La sociología y el tiempo de trabajo

AutorImanol Zubero
CargoUniversidad del País Vasco
Páginas02

PALABRAS CLAVE:

Tiempo de trabajo

Pero en ese nuevo tipo de conflictos no se trataba ya de tiempos locales, la historia de las batallas descubría la deslocalización como precipitación hacia un último récord metafísico, olvido final de la materia y de nuestra presencia en el mundo, más allá de la barrera del sonido, y más allá de la barrera de la luz. (Virilio, 1998: 128)

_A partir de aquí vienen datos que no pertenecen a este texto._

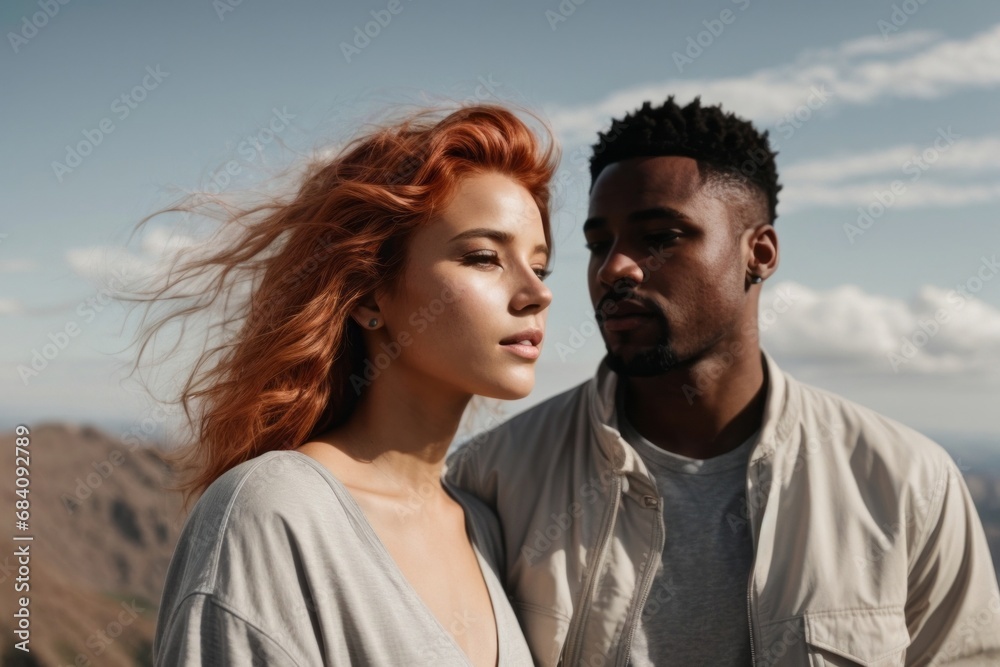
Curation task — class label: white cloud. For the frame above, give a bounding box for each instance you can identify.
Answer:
[781,134,1000,187]
[761,274,1000,381]
[0,259,38,273]
[778,178,1000,215]
[547,24,1000,145]
[0,299,24,315]
[66,228,207,292]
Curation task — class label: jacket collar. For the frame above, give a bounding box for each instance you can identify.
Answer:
[586,348,800,477]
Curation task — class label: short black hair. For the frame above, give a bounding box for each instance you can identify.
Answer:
[590,95,781,224]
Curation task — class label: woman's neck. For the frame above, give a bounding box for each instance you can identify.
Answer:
[320,367,472,496]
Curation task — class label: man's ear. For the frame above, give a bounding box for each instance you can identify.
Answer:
[747,224,778,280]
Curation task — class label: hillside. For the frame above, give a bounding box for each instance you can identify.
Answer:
[0,424,1000,667]
[0,424,183,667]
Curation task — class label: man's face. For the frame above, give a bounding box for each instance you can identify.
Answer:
[584,156,749,376]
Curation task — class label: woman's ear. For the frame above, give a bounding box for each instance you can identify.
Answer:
[351,294,384,329]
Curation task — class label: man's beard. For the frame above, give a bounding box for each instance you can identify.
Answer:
[604,313,681,377]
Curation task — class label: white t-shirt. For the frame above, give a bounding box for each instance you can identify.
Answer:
[618,388,760,667]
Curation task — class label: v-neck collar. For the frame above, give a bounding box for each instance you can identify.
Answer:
[280,449,508,667]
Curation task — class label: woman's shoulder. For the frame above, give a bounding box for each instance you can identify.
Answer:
[444,481,505,576]
[175,451,351,590]
[197,450,336,526]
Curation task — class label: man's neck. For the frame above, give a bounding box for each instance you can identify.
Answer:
[621,347,767,459]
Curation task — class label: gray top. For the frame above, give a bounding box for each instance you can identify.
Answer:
[618,392,759,667]
[153,450,532,667]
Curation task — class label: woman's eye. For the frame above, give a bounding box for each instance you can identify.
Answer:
[462,252,500,266]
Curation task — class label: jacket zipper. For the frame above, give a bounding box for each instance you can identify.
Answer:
[618,499,663,667]
[559,474,622,667]
[746,469,757,665]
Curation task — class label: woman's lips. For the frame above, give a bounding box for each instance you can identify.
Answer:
[500,340,542,359]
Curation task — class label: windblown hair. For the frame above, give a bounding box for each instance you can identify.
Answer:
[590,95,781,224]
[127,105,559,507]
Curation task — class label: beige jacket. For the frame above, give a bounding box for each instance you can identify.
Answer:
[446,353,1000,667]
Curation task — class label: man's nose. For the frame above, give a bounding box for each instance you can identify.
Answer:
[597,249,645,287]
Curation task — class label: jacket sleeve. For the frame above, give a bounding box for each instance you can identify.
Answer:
[153,593,299,667]
[906,455,1000,667]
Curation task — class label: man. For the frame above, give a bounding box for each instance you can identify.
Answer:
[448,97,1000,667]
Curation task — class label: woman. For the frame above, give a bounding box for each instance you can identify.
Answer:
[140,106,556,667]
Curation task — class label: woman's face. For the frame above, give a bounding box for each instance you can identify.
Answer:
[369,173,552,399]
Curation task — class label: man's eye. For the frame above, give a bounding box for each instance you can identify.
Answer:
[646,232,680,245]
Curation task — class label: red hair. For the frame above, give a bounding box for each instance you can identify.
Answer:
[127,105,558,507]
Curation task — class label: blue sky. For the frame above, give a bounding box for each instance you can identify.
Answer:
[0,0,1000,448]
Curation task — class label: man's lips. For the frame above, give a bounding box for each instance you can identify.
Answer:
[598,301,656,331]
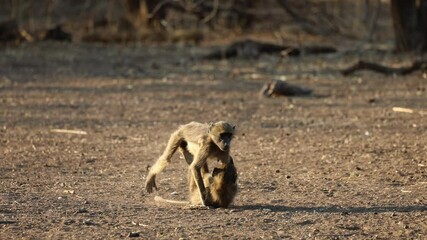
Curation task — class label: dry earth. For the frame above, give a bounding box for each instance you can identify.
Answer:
[0,42,427,239]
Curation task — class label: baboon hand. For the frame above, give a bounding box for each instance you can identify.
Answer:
[203,188,213,206]
[145,175,157,193]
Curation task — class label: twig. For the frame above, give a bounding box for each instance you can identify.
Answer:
[50,129,87,135]
[340,60,427,76]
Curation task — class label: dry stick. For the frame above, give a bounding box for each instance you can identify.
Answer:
[50,129,87,135]
[340,60,427,76]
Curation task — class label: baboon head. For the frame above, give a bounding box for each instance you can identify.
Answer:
[209,121,235,151]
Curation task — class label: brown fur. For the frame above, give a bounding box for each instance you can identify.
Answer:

Cada sociedad, cada cultura, tiene su propio tiempo. En cada sociedad, en cada cultura, un tiempo local -una vivencia socialmente construida del tiempo- estructura el espacio. "Todas las culturas -escribe A. Giddens- han poseído de una u otra forma modos de calcular el tiempo así como formas de situarse en el espacio. No existe sociedad cuyos individuos no tengan un sentido del futuro, el presente y el pasado. Toda cultura posee algún tipo de marcadores espaciales normalizados que indican una particular conciencia de la localización". En condiciones de premodernidad el tiempo y el espacio se vinculaban "mediante la situación en un lugar" (Giddens, 1995: 28). En efecto, la realidad de la vida cotidiana se organiza alrededor del "aquí" de mi cuerpo y el "ahora" de mi presente. Sólo el tiempo y el espacio, un tiempo y un espacio siempre particulares, nos permiten estar localizados. "Somos tiempo encarnado", afirma M. Castells (1997: 463). Es cierto; si algo somos las personas es tiempo: tiempo pasado (memoria) y tiempo futuro (porvenir). Dejamos de ser cuando nuestro tiempo se cumple, cuando se nos acaba el tiempo. Por eso, pensar el tiempo social es tanto como pensar la sociedad.

Si las personas somos fundamentalmente tiempo y espacio, y si tanto el espacio como el tiempo son construcciones sociales (como señalaron pioneramente los sociólogos del Année sociologique con Durkheim a la cabeza, ni el espacio ni el tiempo homogéneos son datos naturales del espíritu humano), destaca inmediatamente la relevancia que el control de la capacidad de definir las coordenadas espacio-temporales tiene en cada sociedad. Dice el Eclesiastés que "todo tiene su momento y cada cosa su tiempo bajo el cielo", pero: ¿quién discierne los tiempos? ¿quién indica el momento oportuno para cada cosa? ¿cómo se realiza tal discernimiento? Marcar los tiempos ha sido siempre una tarea fundamental. Desde esta perspectiva cobra todo su sentido la conocida afirmación de L. Mumford en el sentido de que "el reloj, no la máquina de vapor, es la máquina-clave de la moderna edad industrial" (1982: 31).

PERDER O GANAR EL TIEMPO

Según recuerda A.W. Crosby (1998), el tiempo industrial aparece en la primera mitad del siglo XIV. Con el fin de fundamentar su afirmación, el autor relata cómo el 24 de abril de 1355 el monarca Felipe VI concedió a la alcaldía de Amiens la facultad de señalar por medio del tañido de una campana la hora en que los trabajadores de esa ciudad debían acudir al trabajo por la mañana, la hora del descanso para comer, la hora de volver al trabajo y la hora de finalizarlo. El tiempo de la Naturaleza (los ciclos lunares, los cambios estacionales, los ritmos de las cosechas), que había sido fundamentalmente respetado por el tiempo de la Iglesia, se ve minado a partir del siglo XIV por la irrupción de un tiempo nuevo, voraz, mecánico: el tiempo del Mercado y de la Industria, ligado al puritanismo burgués. Pero no será hasta el siglo XVIII cuando esta nueva percepción del tiempo se imponga. Y utilizamos el verbo "imponer" en su sentido más coercitivo. Y es que "no se pasa fácilmente de un tiempo marcado por un ritmo natural (día/noche, horas, estaciones...) o religioso (fiestas y devociones) como el existente durante largo tiempo en el campo, al tiempo del fichaje" (Gaudemar, 1981: 188).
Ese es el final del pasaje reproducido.